Under the SCA, contractors cannot take credit for offering benefits that they are legally required to provide.  By setting a minimum required level of paid sick leave, the proposed regulations convert seven days of those benefits into legal requirements, rendering them ineligible for bona fide fringe benefit status under the SCA.  Contractors would remain free to continue to account for the value of excess paid sick leave in discharging their SCA obligations, but not the base requirements.  As a result, contractors may have to recalculate their fringe benefit packages by extracting the value of current paid sick leave benefits, and then offer some other offsetting bona fide fringe benefit or an equivalent cash payment.  In sum, the paid sick leave executive order could have the effect of penalizing contractors who were already offering the very same benefit that the government now requires. 

 

The coverage of these proposed rules is similar to that of the recent minimum wage rules, but paid sick leave also applies to “white collar” employees who qualify for an exemption under FLSA.  The Department has specifically invited comments whether the final regulations should expand beyond the current proposed coverage.  As written, the proposed regulations apply to SCA-covered contracts.  Certain service contracts, however, are excluded from the SCA if they involve services performed “exclusively by bona fide executive, professional, or administrative employees.”  The Department is considering whether to extend the paid sick leave requirements to those contracts.  (In the context of SCA regulations, the Department does not interpret the term “exclusively” literally.   As long as the vast majority of the workers — at least 80 or 90 percent — are executive, professional, or administrative employees, the Department will typically agree that the SCA does not apply, even if non-exempt employees are also included in the labor mix.)

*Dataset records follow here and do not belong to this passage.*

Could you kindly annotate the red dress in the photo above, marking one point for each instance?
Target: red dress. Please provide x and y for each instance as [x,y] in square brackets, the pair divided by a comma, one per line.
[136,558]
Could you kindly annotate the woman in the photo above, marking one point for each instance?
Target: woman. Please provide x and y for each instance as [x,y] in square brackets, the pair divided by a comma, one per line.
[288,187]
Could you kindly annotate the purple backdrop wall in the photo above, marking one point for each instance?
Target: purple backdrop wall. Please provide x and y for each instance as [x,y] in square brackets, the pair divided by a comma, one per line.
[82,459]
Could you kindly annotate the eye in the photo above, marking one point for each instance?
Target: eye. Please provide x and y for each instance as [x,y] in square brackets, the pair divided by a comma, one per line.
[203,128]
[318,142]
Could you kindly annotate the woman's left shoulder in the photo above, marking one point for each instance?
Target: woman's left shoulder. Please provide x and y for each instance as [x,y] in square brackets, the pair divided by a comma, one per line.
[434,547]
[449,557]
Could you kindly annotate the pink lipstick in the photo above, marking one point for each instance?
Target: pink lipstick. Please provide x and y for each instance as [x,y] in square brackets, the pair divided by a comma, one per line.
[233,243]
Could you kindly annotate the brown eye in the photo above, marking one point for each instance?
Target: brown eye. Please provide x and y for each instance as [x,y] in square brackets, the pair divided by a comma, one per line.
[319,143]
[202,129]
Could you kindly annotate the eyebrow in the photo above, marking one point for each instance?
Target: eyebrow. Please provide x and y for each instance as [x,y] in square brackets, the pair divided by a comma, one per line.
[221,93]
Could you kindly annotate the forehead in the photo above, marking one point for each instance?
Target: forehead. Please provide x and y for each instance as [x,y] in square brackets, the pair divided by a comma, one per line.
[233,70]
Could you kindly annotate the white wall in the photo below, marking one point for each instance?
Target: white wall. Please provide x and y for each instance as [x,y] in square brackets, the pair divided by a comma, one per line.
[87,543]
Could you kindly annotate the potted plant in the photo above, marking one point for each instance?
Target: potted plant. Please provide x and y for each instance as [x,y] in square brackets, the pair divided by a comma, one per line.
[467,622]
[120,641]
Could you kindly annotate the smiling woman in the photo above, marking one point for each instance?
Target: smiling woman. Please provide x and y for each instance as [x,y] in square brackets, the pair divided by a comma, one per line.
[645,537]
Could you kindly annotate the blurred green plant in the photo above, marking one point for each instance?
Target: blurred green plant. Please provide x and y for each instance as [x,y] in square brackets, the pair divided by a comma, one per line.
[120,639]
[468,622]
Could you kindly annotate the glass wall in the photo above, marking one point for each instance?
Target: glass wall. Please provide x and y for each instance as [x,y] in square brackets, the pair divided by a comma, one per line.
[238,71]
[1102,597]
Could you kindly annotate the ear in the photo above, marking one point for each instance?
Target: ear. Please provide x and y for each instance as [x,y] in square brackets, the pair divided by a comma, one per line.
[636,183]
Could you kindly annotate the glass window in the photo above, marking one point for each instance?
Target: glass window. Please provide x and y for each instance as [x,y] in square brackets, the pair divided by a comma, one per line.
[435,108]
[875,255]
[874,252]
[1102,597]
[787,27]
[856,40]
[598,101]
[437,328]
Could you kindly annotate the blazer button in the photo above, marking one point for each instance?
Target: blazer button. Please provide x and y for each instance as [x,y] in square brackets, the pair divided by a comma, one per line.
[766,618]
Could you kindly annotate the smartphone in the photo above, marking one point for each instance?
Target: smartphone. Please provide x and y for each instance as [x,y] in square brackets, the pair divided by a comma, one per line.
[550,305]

The proposed regulations include enforcement sanctions for “interference” with an employee’s accrual or use of paid sick leave, and for “discrimination”  in carrying out the requirements.  Contractors should be aware of two nuances in this section of the regulations.

  • First, “interference” sweeps broadly. It includes “discouraging” use of paid sick leave, transferring an employee to a non-covered contract in order to frustrate accrual of leave, requiring an employee to find a replacement before approving sick leave, and even miscalculating accrual rates.
  • Second, the Labor Department takes the position that non-discrimination rules apply to job applicants and former employees, and protects them “from retaliation by a prospective or former employer that is a covered contractor.” The Department concedes that this interpretation contradicts case law in the Fourth Circuit with respect to applicants, and accordingly “would not enforce its interpretation on this issue in that circuit.”  The Fourth Circuit’s jurisdiction covers a wide range of government contractors in the Hampton Roads and Northern Virginia regions, inviting patchwork enforcement and forum shopping.

Contractors have little time to respond to these regulations, but thoughtful comments now could help minimize the impact of difficult compliance burdens in the coming years.